Solvency levels at Sweden’s Kåpan, which manages defined contribution pensions for public sector employees, remained broadly stable during the first half of the year as strong yields managed to offset its pension obligations revaluation, the mutual provider said.
The solvency ratio stood at 151% at the end of June, down marginally from 153% at then end of December.
In its interim report, Kåpan said: “The good yields have been able to offset the effect of the association’s pension obligations being valued upwards because of the lower levels of long-term interest rates.”

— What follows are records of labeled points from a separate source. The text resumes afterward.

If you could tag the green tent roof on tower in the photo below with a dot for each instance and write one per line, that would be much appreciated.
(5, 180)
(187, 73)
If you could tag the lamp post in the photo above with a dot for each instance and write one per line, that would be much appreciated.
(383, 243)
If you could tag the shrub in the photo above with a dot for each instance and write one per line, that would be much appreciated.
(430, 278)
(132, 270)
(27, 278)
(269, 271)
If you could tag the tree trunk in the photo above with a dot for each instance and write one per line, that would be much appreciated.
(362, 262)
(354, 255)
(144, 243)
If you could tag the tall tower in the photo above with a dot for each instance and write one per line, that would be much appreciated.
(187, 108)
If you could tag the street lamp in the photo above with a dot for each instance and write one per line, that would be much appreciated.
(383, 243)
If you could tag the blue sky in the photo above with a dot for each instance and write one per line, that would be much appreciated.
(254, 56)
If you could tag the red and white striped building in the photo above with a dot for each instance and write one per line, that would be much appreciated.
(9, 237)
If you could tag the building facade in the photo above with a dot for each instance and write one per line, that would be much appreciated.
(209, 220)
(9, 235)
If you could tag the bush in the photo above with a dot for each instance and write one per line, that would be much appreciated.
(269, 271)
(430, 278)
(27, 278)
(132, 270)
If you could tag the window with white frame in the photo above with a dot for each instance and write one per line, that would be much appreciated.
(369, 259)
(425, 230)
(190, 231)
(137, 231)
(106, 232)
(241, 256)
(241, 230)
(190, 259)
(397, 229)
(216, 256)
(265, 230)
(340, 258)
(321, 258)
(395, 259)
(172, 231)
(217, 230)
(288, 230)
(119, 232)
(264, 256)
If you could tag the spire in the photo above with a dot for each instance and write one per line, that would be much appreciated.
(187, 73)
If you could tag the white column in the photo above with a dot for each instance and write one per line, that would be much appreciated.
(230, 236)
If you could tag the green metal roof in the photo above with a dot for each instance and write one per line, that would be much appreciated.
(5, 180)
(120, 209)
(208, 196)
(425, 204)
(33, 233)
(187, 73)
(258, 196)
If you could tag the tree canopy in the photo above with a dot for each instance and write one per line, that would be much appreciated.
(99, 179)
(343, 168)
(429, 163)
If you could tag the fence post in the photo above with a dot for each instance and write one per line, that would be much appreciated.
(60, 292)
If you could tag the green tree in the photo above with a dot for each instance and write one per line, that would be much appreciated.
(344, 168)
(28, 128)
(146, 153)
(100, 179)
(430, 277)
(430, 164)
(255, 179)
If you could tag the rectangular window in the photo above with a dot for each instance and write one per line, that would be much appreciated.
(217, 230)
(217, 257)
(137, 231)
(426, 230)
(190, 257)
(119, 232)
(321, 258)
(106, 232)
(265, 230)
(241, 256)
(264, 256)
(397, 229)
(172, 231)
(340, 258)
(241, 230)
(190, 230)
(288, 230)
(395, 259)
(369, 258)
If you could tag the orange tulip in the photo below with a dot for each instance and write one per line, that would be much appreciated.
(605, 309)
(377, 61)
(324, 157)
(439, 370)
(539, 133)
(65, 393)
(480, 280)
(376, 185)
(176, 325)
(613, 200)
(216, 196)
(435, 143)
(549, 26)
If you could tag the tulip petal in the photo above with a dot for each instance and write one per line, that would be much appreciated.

The total monthly bonuses for the first six months amounted to 7.5%, after which the funding ratio stood at 100%, Kåpan said, adding that this matched the organisation’s target level.
The funding ratio was 108% at the end of June 2013.
Kåpan pointed out that a decision had been made in April 2013 to change the bonus payment rules so that bonuses are paid monthly in arrears instead of yearly.
The investment return for the first half was 5.9%, up from 2.3% in the first half of 2013.
Total assets rose to SEK65.23bn (€713m) from SEK60.26bn at the end of December.
Meanwhile, Swedish occupational pensions provider Alecta said its defined contribution pension scheme — Alecta Optimal Pension — produced a 7.5% return on investments between January and June this year, up from 5.5% in the corresponding period last year.
Alecta’s defined benefit pension product gave a 6.3% return compared with 2.7% in the first half of 2013.
Solvency was little changed, dipping to 164% from 165%, according to the company’s interim figures.
Assets under management rose to SEK642bn.